Korg Announces Limited Edition Color Runs For MicroKorg Synthesizer, Krome Workstation

microkorg-gold

Korg has announced limited edition color runs for the MicroKorg synthesizer and Krome workstation.

Here are the details….

The MicroKorg synth/vocoder, which celebrated its 10th birthday in 2012, will be available in a limited-edition Gold finish with the original wood side panels. Quantity is limited to 2000 units world-wide, starting in December 2013.

korg-krome-colors

The 61-key Krome Music Workstation will be also be available in red, blue, and gold. Like the mainline Krome models, these editions offer a selection of piano and drum sounds derived from the flagship Kronos, as well as new electric pianos.

Pricing and Availability:

The Limited Edition MicroKorg can be found at Guitar Center locations in the U.S. in December 2013, for a U.S. Street price of $399.99. Limited edition Krome models in red and blue can be found in December at authorized Korg USA dealers – and gold models at U.S. Guitar Center locations – for $999.99.

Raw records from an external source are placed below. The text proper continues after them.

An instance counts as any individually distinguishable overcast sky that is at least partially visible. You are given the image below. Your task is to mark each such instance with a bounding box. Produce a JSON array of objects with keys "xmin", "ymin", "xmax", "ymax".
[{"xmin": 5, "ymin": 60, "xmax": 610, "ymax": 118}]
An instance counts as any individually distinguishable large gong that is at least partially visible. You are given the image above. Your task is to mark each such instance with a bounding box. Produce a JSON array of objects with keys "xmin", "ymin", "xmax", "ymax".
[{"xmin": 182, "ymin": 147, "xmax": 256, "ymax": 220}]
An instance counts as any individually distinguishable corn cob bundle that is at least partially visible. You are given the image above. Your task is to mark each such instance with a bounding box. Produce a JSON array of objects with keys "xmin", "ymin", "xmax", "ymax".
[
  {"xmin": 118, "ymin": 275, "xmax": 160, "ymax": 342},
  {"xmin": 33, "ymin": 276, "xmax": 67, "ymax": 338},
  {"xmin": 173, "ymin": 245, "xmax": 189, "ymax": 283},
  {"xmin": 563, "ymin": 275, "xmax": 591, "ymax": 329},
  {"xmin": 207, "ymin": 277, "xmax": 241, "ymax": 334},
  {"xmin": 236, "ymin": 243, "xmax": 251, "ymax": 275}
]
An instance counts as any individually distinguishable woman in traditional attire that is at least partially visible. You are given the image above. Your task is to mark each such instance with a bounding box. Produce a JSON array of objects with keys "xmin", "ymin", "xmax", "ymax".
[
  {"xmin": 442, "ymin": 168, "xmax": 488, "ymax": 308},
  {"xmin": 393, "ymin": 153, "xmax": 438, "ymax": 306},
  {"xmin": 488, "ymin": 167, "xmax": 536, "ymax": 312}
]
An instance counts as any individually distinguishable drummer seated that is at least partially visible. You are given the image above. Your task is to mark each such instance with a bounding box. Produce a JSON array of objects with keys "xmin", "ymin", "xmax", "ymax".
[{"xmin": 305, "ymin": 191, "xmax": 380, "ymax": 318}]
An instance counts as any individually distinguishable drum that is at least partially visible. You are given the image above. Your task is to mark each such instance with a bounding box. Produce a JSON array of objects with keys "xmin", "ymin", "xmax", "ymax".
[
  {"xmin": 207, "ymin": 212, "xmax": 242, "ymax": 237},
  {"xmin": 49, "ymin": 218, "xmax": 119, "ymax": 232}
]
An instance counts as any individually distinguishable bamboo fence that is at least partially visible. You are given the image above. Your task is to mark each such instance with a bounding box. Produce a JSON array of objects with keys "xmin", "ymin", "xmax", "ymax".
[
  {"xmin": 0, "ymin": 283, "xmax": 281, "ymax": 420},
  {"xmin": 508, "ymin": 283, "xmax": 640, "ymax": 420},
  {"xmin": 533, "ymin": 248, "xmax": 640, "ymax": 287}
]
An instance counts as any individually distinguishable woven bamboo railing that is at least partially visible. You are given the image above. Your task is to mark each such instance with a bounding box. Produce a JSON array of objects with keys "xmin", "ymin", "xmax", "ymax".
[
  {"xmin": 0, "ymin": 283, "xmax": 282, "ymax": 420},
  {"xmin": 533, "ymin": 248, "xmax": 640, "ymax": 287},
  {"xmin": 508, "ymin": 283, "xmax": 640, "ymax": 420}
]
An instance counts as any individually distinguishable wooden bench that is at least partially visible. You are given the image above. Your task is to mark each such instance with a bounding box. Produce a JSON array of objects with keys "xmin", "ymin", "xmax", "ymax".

18 thoughts on “Korg Announces Limited Edition Color Runs For MicroKorg Synthesizer, Krome Workstation

    1. I would totally go for a clear plexiglass synthesizer – I’ve wanted one ever since I saw the ads for the gleeman pentatophonic!

  1. why the hate? I mean, yeah I’d like to see an update to the microkorg in terms of control, integration, or synthesis, or MOD7 from kronos as a standalone synth….But krome colors are fun. Invisible=clear? That would be great, if there was anything worth seeing on the inside. MIght make more sense on the king korg

    Plus, krome means color, so by offering colors the k’s not just for cutesy matchy matchy effect. πŸ˜‰

    A lot of my synths are silver and blue, which I find more inspiring than straight black. ….If anyone has a blue k2000vp they want to trade for a black one get it touch!

    Or the brown dx7 is so great! I wish my sy77 was brown or green or white or anything else. I’d like to see more play with the materials synth bodies are made out of too. Why not a synth with padded tolex and integrated keyboard cover? I’d love to have a synth that you can drop and bang! I love how robust my doepfer monster base is.

    I wonder if they have a lot of gold left over from the king korg? hopefully that’s doing okay.

  2. I’ll take a blue one. Then I’ll remove the case, airbrush the FUTURAMA logo onto it and reassemble. Synthesizers and sci-fi go together like tequila and Astroglide.

    1. Bender would be a good synth name, I think. In reference to both futurama and tequila, πŸ˜‰

      DSI bender? Dave smith is seen enjoying a refreshing drink in the pro12 videos… πŸ™‚

      1. “Polyphonic analog…” Guys, you need to understand what you’re really asking with that. Polyphonic key assignment is a job for digital. Remember, that awesome Schmidt poly-modular is $30k. There’s no rationally-priced approach. Besides, you don’t NEED one, you just think you want one. “Polyphonic” seems to imply that you’d want to actually play the keyboard in an organ-like manner, but that defeats part of the point. Analog is mostly about tonal variety and richness, not polyphony, which can turn it into mud. The smart money for achieving that effect is to PROGRAM your way to those things and then run ’em through a MoogerFooger or the like for that last dollop of roughness. Even a modest workstation or a Nord Wave are great at sound-stacking. Don’t pine away over an improbable analog dream synth; look at the building blocks of what you like and recreate it by other means. You can easily get 95% of the way there.

  3. I love Korg synthesizers. I was genuinely ecstatic when Korg brought back the MS-20 in the form of the MS-20 Mini, but, in regards to this latest announcement, I cannot shake the feeling that this is a marketing ploy. If it isn’t a marketing ploy, do the different colors enhance the internal circuitry or sound of the instrument? I like the different color options, but I think there comes a point when you expect more out of the leaders of innovative musical products. Innovation should matter more than a new paint job on old hardware.

  4. The microkorg definitely loos cool. Reminds me of the 1970s Barbie Bus!

    Usually this number of rerelease s is in order to get sales of a particular synth to some record, so the business can claim “microkorg, best selling synth in history” in its annual report for shareholders.

    I don’t mind a moony doing his kind of thing, revitalising an old line for a new market – not us – if it keeps the company healthy enough o keep on producing new note resting things as Korg ave been doing, then more power to thm.

    Myself I’m just pleased that they recognise the resurgence of love for vintage synths, and that making your studio/ stage appearance look cool is an option at no extra cost.